The talk addresses the relationship of musical subjectivity, empathy, and self-esteem from an interdisciplinary perspective. It explores how listening to music makes people feel more confident and gain self-esteem. To this end it draws back on theoretical considerations from musicology and aesthetics, as well as psychology and neuroscience.

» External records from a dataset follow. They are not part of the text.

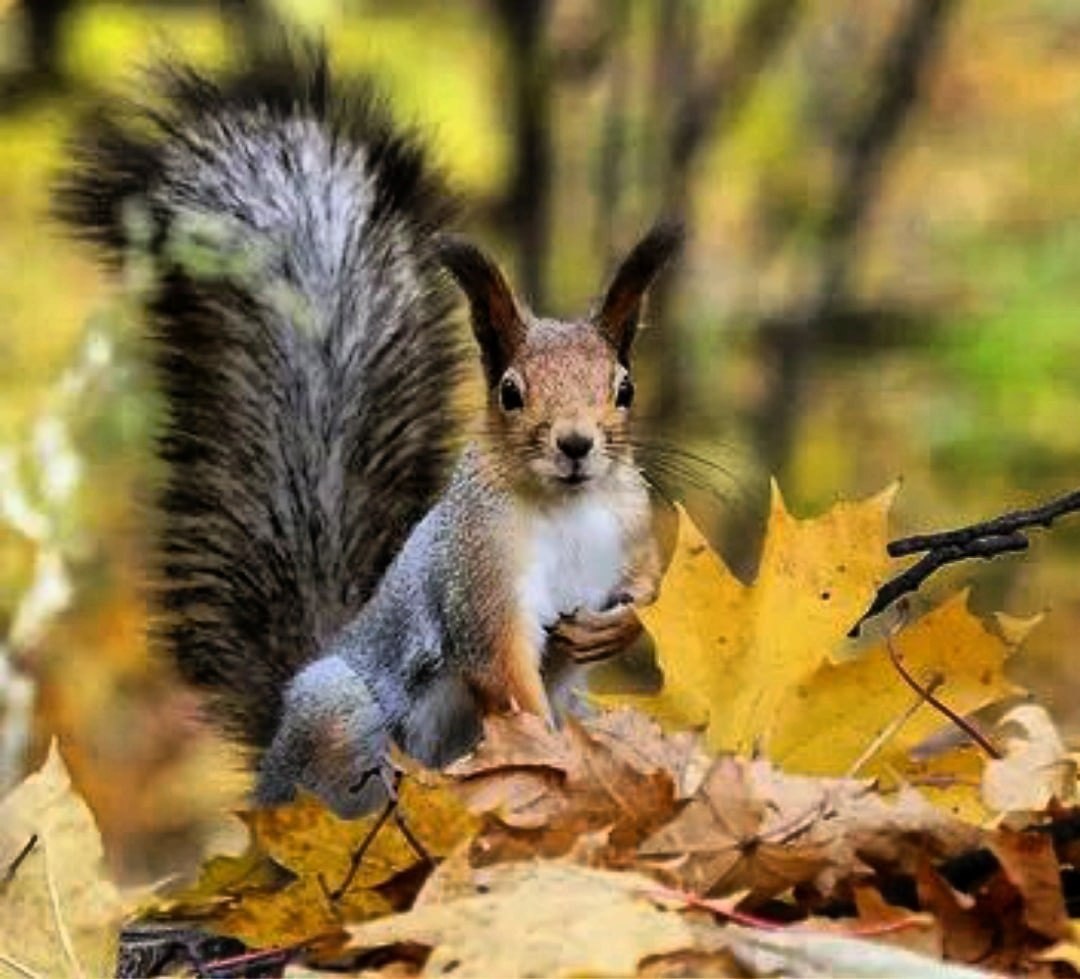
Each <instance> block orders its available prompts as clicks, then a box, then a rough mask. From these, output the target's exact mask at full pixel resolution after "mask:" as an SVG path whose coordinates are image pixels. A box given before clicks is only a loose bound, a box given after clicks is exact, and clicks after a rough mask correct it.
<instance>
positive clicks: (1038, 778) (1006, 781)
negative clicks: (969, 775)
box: [982, 703, 1077, 813]
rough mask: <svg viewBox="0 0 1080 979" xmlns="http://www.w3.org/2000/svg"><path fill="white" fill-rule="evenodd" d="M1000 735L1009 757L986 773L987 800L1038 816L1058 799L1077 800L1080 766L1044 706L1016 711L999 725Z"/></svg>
mask: <svg viewBox="0 0 1080 979" xmlns="http://www.w3.org/2000/svg"><path fill="white" fill-rule="evenodd" d="M995 735H996V737H995V742H996V743H997V745H998V746H1000V747H1002V748H1003V750H1004V757H1002V759H991V760H990V761H988V762H987V763H986V768H985V769H984V772H983V786H982V795H983V802H984V803H985V804H986V805H987V806H988V807H989V808H990V809H995V810H997V812H999V813H1017V812H1022V810H1032V812H1038V810H1040V809H1044V808H1045V807H1047V805H1048V804H1049V803H1050V801H1051V800H1052V799H1056V800H1058V801H1059V802H1065V803H1068V802H1072V800H1074V799H1075V797H1076V789H1077V765H1076V762H1075V761H1074V760H1072V759H1069V757H1068V752H1067V751H1066V749H1065V745H1064V742H1063V741H1062V738H1061V735H1058V733H1057V728H1056V727H1055V726H1054V722H1053V721H1051V719H1050V714H1049V713H1047V711H1045V709H1044V708H1042V707H1039V706H1038V705H1036V703H1022V705H1020V706H1018V707H1014V708H1013V709H1012V710H1011V711H1009V712H1008V713H1007V714H1005V715H1004V716H1003V718H1002V719H1001V720H1000V721H999V722H998V724H997V726H996V728H995Z"/></svg>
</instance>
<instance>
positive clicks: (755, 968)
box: [725, 925, 987, 979]
mask: <svg viewBox="0 0 1080 979" xmlns="http://www.w3.org/2000/svg"><path fill="white" fill-rule="evenodd" d="M725 930H726V931H727V939H728V941H729V943H730V947H731V951H732V952H733V954H734V955H735V957H737V958H738V960H739V962H740V963H741V964H742V965H744V966H745V967H747V968H750V969H751V973H752V974H753V975H755V976H778V975H779V976H807V977H811V976H812V977H815V979H819V977H831V976H835V977H849V976H861V977H882V979H893V977H895V976H904V977H905V979H987V976H986V973H983V971H978V970H975V969H971V968H968V967H967V966H960V965H953V964H947V963H942V962H939V961H937V960H935V958H931V957H929V956H926V955H920V954H917V953H915V952H909V951H907V950H906V949H900V948H895V947H889V946H885V944H880V943H878V942H874V941H867V940H865V939H861V938H855V937H850V936H840V935H814V934H810V933H808V931H806V930H804V929H798V928H791V929H782V930H775V931H766V930H760V929H756V928H741V927H738V926H735V925H729V926H728V927H727V928H726V929H725Z"/></svg>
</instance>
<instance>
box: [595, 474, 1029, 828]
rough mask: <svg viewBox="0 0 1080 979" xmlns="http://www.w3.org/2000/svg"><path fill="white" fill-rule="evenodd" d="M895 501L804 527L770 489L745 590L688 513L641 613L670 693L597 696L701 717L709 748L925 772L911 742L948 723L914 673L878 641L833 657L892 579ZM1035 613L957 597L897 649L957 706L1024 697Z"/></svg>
mask: <svg viewBox="0 0 1080 979" xmlns="http://www.w3.org/2000/svg"><path fill="white" fill-rule="evenodd" d="M893 495H894V491H893V490H891V488H890V490H887V491H886V492H885V493H881V494H879V495H877V496H875V497H872V498H870V499H867V500H864V501H862V502H855V504H837V505H836V506H834V507H833V508H832V509H831V510H829V511H828V512H827V513H825V514H824V515H822V517H819V518H815V519H812V520H796V519H795V518H793V517H792V515H791V514H789V513H788V512H787V510H786V509H785V508H784V505H783V500H782V498H781V496H780V493H779V491H777V490H775V487H773V497H772V508H771V513H770V518H769V525H768V529H767V534H766V540H765V547H764V549H762V554H761V561H760V566H759V569H758V575H757V578H756V580H755V581H754V584H753V585H750V586H745V585H743V584H742V582H740V581H739V580H738V579H737V578H735V577H734V576H733V575H732V574H731V572H730V571H728V568H727V567H725V566H724V564H723V562H721V561H720V560H719V559H718V558H717V556H716V554H715V553H714V552H713V551H712V550H711V549H710V547H708V545H707V542H706V541H705V539H704V537H703V536H702V535H701V533H700V532H699V531H698V528H697V527H696V526H694V525H693V523H692V522H691V520H690V519H689V517H687V514H686V513H685V511H683V510H681V509H679V528H678V539H677V544H676V550H675V555H674V559H673V561H672V565H671V567H670V568H669V572H667V575H666V576H665V578H664V581H663V585H662V588H661V593H660V598H659V600H658V601H657V602H656V604H653V605H652V606H650V607H648V608H643V609H642V612H640V617H642V620H643V622H644V625H645V627H646V628H647V629H648V630H649V633H650V634H651V636H652V639H653V641H654V643H656V646H657V658H658V660H659V665H660V668H661V670H662V671H663V675H664V683H663V686H662V688H661V690H660V693H659V694H658V695H656V696H652V697H630V696H624V695H623V696H611V697H604V698H600V699H602V700H605V701H607V702H611V701H618V702H627V701H629V702H632V703H634V705H636V706H638V707H640V708H642V709H644V710H646V711H648V712H650V713H652V714H653V715H656V716H657V718H658V719H659V720H660V721H661V722H662V723H664V724H665V725H666V726H669V727H684V726H701V727H703V728H704V729H705V733H706V740H707V743H708V746H710V748H712V749H713V750H716V751H733V752H740V753H748V752H752V751H755V750H764V751H765V752H766V753H767V754H768V755H769V756H770V757H771V759H773V760H774V761H777V762H779V763H780V764H782V765H783V766H784V768H785V769H787V770H792V772H804V773H808V774H815V775H841V774H847V773H849V772H851V770H852V769H853V768H854V767H858V772H859V774H860V775H870V776H888V777H889V778H890V779H891V780H893V781H895V779H896V777H897V776H899V777H902V778H903V777H915V776H917V775H918V774H919V769H918V767H917V766H916V765H915V764H914V763H913V762H912V761H910V760H909V759H908V755H907V752H908V749H910V748H912V747H913V746H915V745H916V743H918V742H919V741H921V740H922V739H924V738H927V737H928V736H929V735H931V734H932V733H934V732H935V730H937V729H939V728H941V727H942V726H943V725H944V724H947V723H948V722H947V721H946V719H945V718H943V715H942V714H941V713H940V712H937V711H935V710H934V709H933V708H932V707H931V706H929V705H927V703H926V702H923V701H922V699H921V698H920V697H919V696H918V695H917V694H916V693H915V692H914V690H913V689H912V688H910V687H909V686H908V685H907V684H906V683H905V682H904V680H903V678H902V676H901V675H900V673H899V672H897V670H896V668H895V667H894V666H893V663H892V661H891V659H890V654H889V649H888V645H887V643H885V642H883V641H882V642H881V643H879V644H878V645H876V646H875V647H873V648H870V649H868V651H866V652H864V653H862V654H861V655H859V656H855V657H852V656H851V655H850V652H847V651H846V652H845V653H843V655H842V656H839V655H837V654H838V653H839V652H840V651H841V649H843V648H845V646H846V639H847V634H848V631H849V630H850V628H851V626H852V625H853V623H854V622H855V621H856V620H858V619H859V618H860V616H861V615H862V613H863V612H864V611H865V609H866V607H867V606H868V605H869V604H870V601H872V600H873V598H874V595H875V593H876V591H877V589H878V587H879V586H880V584H881V582H882V580H883V579H885V578H886V576H887V572H888V568H889V564H890V560H889V558H888V554H887V551H886V542H887V515H888V510H889V506H890V504H891V501H892V498H893ZM1034 621H1035V620H1030V621H1027V622H1024V621H1022V620H1018V619H1002V620H1001V621H1000V622H999V625H998V628H996V629H990V628H988V627H987V626H986V625H985V623H984V622H983V621H982V620H981V619H980V618H977V617H976V616H974V615H973V614H972V613H971V612H970V611H969V608H968V605H967V594H966V593H961V594H958V595H955V596H954V598H951V599H949V600H948V601H946V602H945V603H944V604H943V605H941V606H940V607H939V608H935V609H933V611H932V612H930V613H929V614H927V615H926V616H923V617H922V618H921V619H920V620H918V621H917V622H915V623H913V625H912V626H909V627H908V628H907V629H905V630H904V631H903V632H902V633H901V634H900V635H897V636H896V638H895V639H894V640H893V643H894V648H895V649H896V652H897V654H899V655H900V656H901V657H902V659H903V661H904V663H905V666H906V668H907V669H908V671H909V672H910V673H912V674H913V675H914V676H915V678H916V680H917V681H919V682H921V683H923V684H926V685H933V686H934V687H935V692H936V694H937V695H939V696H940V697H941V699H942V700H943V701H944V702H945V703H947V705H948V706H949V707H950V708H951V709H953V710H955V711H957V712H959V713H961V714H963V713H969V712H971V711H975V710H977V709H980V708H982V707H984V706H986V705H988V703H991V702H995V701H998V700H1000V699H1001V698H1003V697H1005V696H1009V695H1010V694H1014V693H1016V692H1017V690H1018V687H1016V686H1015V685H1014V684H1012V683H1011V682H1010V681H1009V680H1008V679H1007V678H1005V675H1004V665H1005V661H1007V659H1008V657H1009V655H1010V653H1011V652H1012V649H1013V648H1015V646H1016V645H1017V644H1018V643H1020V642H1022V641H1023V639H1024V638H1025V635H1026V634H1027V632H1028V631H1029V630H1030V628H1031V626H1032V625H1034ZM966 774H967V775H968V776H970V775H971V773H966ZM976 775H977V773H976ZM956 781H957V784H958V786H959V791H960V794H962V795H963V796H964V799H967V797H968V796H974V795H976V794H977V777H976V778H972V777H968V778H960V777H959V776H958V778H957V780H956ZM969 782H970V783H971V784H968V783H969ZM969 808H970V807H969ZM976 808H977V806H976ZM972 812H974V809H972Z"/></svg>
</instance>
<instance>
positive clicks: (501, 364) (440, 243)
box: [435, 234, 526, 387]
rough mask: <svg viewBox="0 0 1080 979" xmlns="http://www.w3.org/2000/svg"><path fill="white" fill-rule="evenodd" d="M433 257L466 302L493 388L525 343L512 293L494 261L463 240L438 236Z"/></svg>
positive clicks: (501, 272)
mask: <svg viewBox="0 0 1080 979" xmlns="http://www.w3.org/2000/svg"><path fill="white" fill-rule="evenodd" d="M435 254H436V255H437V257H438V260H440V261H441V263H442V264H443V266H444V267H445V268H446V270H447V271H448V272H449V273H450V274H451V276H453V277H454V279H455V281H456V282H457V283H458V285H459V286H460V287H461V291H462V292H463V293H464V294H465V298H467V299H468V300H469V309H470V313H471V317H472V327H473V334H474V335H475V337H476V343H477V344H480V348H481V354H482V357H483V360H484V372H485V374H486V376H487V381H488V386H489V387H495V386H496V385H497V384H498V383H499V378H500V377H502V375H503V373H504V372H505V370H507V367H508V366H510V363H511V361H512V360H513V358H514V354H515V353H516V352H517V350H518V348H519V347H521V345H522V344H523V343H524V341H525V330H526V327H525V320H524V318H523V317H522V312H521V310H519V309H518V306H517V303H516V300H515V299H514V294H513V292H511V289H510V285H509V284H508V283H507V280H505V279H504V278H503V276H502V272H501V271H500V270H499V267H498V266H497V265H496V264H495V261H494V260H492V259H491V258H489V257H488V256H487V255H486V254H485V253H484V252H483V251H481V249H478V247H476V245H474V244H472V243H471V242H469V241H467V240H465V239H463V238H459V237H457V236H454V234H443V236H440V237H438V239H437V241H436V243H435Z"/></svg>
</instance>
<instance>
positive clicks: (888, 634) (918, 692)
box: [885, 631, 1002, 759]
mask: <svg viewBox="0 0 1080 979" xmlns="http://www.w3.org/2000/svg"><path fill="white" fill-rule="evenodd" d="M885 644H886V647H887V648H888V649H889V658H890V659H891V660H892V665H893V666H894V667H895V668H896V672H897V673H900V675H901V676H902V678H903V680H904V683H906V684H907V685H908V686H909V687H910V688H912V689H913V690H915V693H916V694H918V695H919V696H920V697H921V698H922V699H923V700H926V701H927V703H929V705H930V706H931V707H932V708H933V709H934V710H936V711H939V712H940V713H942V714H944V715H945V716H946V718H948V719H949V721H951V722H953V723H954V724H955V725H956V726H957V727H959V728H960V730H962V732H963V733H964V734H966V735H968V737H969V738H971V740H972V741H974V742H975V743H976V745H977V746H978V747H980V748H982V749H983V751H985V752H986V753H987V754H988V755H989V756H990V757H991V759H1000V757H1001V756H1002V755H1001V752H1000V751H998V749H997V748H995V747H994V745H993V743H990V739H989V738H987V737H986V735H985V734H983V733H982V732H981V730H980V729H978V726H977V725H976V724H975V723H974V722H972V721H969V720H968V719H967V718H961V716H960V715H959V714H958V713H957V712H956V711H955V710H953V708H950V707H949V706H948V705H946V703H943V702H942V701H941V700H939V699H937V697H935V696H934V694H933V686H934V685H933V684H932V683H931V684H930V685H928V686H926V687H923V686H922V685H921V684H920V683H919V682H918V681H917V680H916V679H915V678H914V676H913V675H912V674H910V673H909V672H908V670H907V667H905V666H904V663H903V660H902V658H901V656H900V653H899V652H897V651H896V644H895V643H894V642H893V632H892V631H890V632H887V633H886V635H885ZM935 679H936V678H935ZM937 685H941V681H940V680H939V683H937Z"/></svg>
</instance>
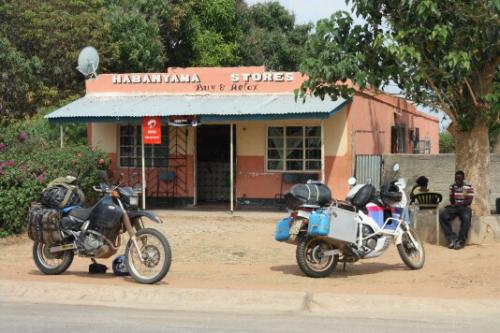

After having outlined the theoretical framework, I will report on an empirical study that inquired after music-induced manipulations of self-esteem. The experiment (N = 119) comprised three experimental conditions, which were expected to manipulate self-esteem in different ways. Each condition consisted of three musical pieces that were previously evaluated with regard to (a) the motivational qualities and (b) the expressed self-view. The results reveal that music perceived as motivating and expressing a positive self-view enhanced (explicit) self-esteem, while music perceived as demotivating and expressing a negative self-view did not. Furthermore, the self-enhancing effect of music listening was predicted by the degree of liking, empathy, and nostalgia. While music listening changed explicit state self-esteem, it had no effect on implicit self-esteem and mood. The broader implications of the results will be discussed with regard to the role of music for wellbeing and the use of music in everyday life.
Paul Elvers is an interdisciplinary music researcher working at the intersection of musicology, psychology, and aesthetics. In his doctoral thesis he considers the musical experience as a form of »self-enhancement«, with an emphasis on the relationship of music listening, empathy, and self-esteem.
Paul Elvers graduated with distinction in Systematic Musicology from the University of Hamburg, Germany. He is a research fellow at the MPI for Empirical Aesthetics in Frankfurt, Germany. Currently he is visiting the Oxford University Faculty of Music as a recognised student.